LSM Tree: The Write-Optimized Storage Engine Behind Modern Databases
Most relational databases rely on B-trees for indexing. B-trees are read-friendly, but every random write touches disk in place — a costly operation at scale. The log-structured merge tree (LSM tree) takes the opposite approach: buffer writes in memory, flush them sequentially, and merge sorted files in the background. The result is dramatically higher write throughput at the cost of more complex reads.
How an LSM Tree Works#
An LSM tree organizes data across two layers: an in-memory buffer and a set of on-disk sorted files.
Write path
─────────────────────────────────────────────────
Client write ──▶ WAL (append) ──▶ Memtable (sorted in memory)
│
(threshold reached)
▼
Flush to SSTable on disk
│
Background compaction
▼
Merged, deduplicated SSTables
Memtable#
The memtable is a sorted, in-memory data structure — typically a red-black tree or skip list. Every write goes to the memtable first (after being appended to a write-ahead log for durability). When the memtable exceeds a size threshold (commonly 64 MB), it becomes immutable and is flushed to disk as a sorted string table (SSTable).
SSTables#
An SSTable is an immutable, sorted file on disk. Each SSTable contains a sequence of key-value pairs in sorted order, along with an index block for binary search. Because SSTables are written sequentially and never modified in place, they are extremely efficient to produce and cache-friendly to read.
Write-Ahead Log#
Before touching the memtable, every mutation is appended to a write-ahead log (WAL). If the process crashes before the memtable is flushed, the WAL replays uncommitted writes on restart. Once an SSTable is safely on disk, its corresponding WAL segment is deleted.
Compaction Strategies#
Over time, multiple SSTables accumulate on disk. Many of them contain stale versions of the same key. Compaction merges SSTables, discards obsolete entries, and reclaims space. The compaction strategy has a profound effect on read amplification, write amplification, and space amplification.
Size-Tiered Compaction#
SSTables of similar sizes are grouped into tiers. When a tier accumulates enough files (e.g., four), they are merged into a single larger SSTable that moves to the next tier.
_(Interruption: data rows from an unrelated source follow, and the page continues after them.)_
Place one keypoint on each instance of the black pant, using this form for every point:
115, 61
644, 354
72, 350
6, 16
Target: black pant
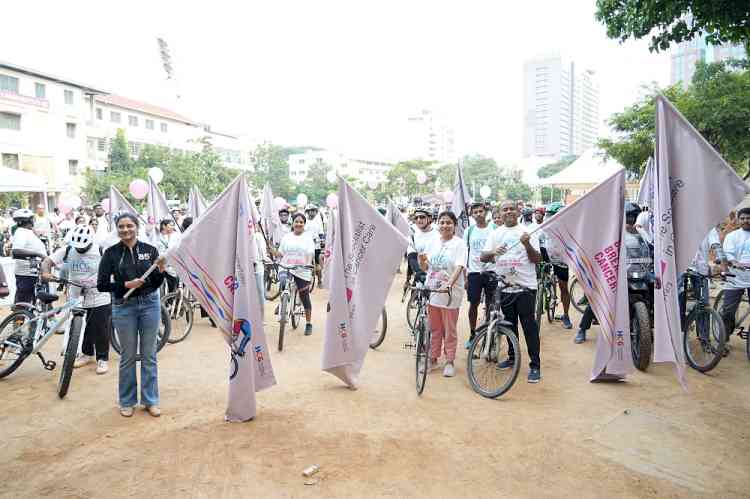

- Pros: High write throughput, simple logic.
- Cons: Temporary space amplification (old and new files coexist during merge). Reads may scan many files.
Cassandra uses size-tiered compaction by default.
Leveled Compaction#
SSTables are organized into levels (L0, L1, L2, ...). Each level has a size limit that grows by a fixed multiplier (typically 10x). When a level exceeds its limit, one SSTable is picked and merged into the overlapping range of the next level.
- Pros: Bounded space amplification. Reads touch fewer files because key ranges do not overlap within a level.
- Cons: Higher write amplification — a single key may be rewritten across many levels.
RocksDB and LevelDB default to leveled compaction.
FIFO Compaction#
The oldest SSTables are simply deleted once total size exceeds a threshold. FIFO compaction suits time-series or TTL-based workloads where old data naturally expires.
Write Amplification#
Write amplification measures how many bytes are written to disk for each byte of user data. In leveled compaction, a single key may be rewritten every time its SSTable participates in a merge — potentially once per level. With a 10x size ratio and five levels, the worst-case write amplification is roughly 10x per level transition.
Tuning levers include:
- Increasing the size ratio — fewer levels, less rewriting, but larger individual merges.
- Using size-tiered compaction — lower write amplification at the cost of higher space amplification.
- Combining strategies — RocksDB supports universal compaction, a hybrid approach.
Bloom Filters for Reads#
Reading from an LSM tree is inherently more expensive than from a B-tree because the key might reside in any SSTable. A point lookup in the worst case checks the memtable, then every SSTable from newest to oldest.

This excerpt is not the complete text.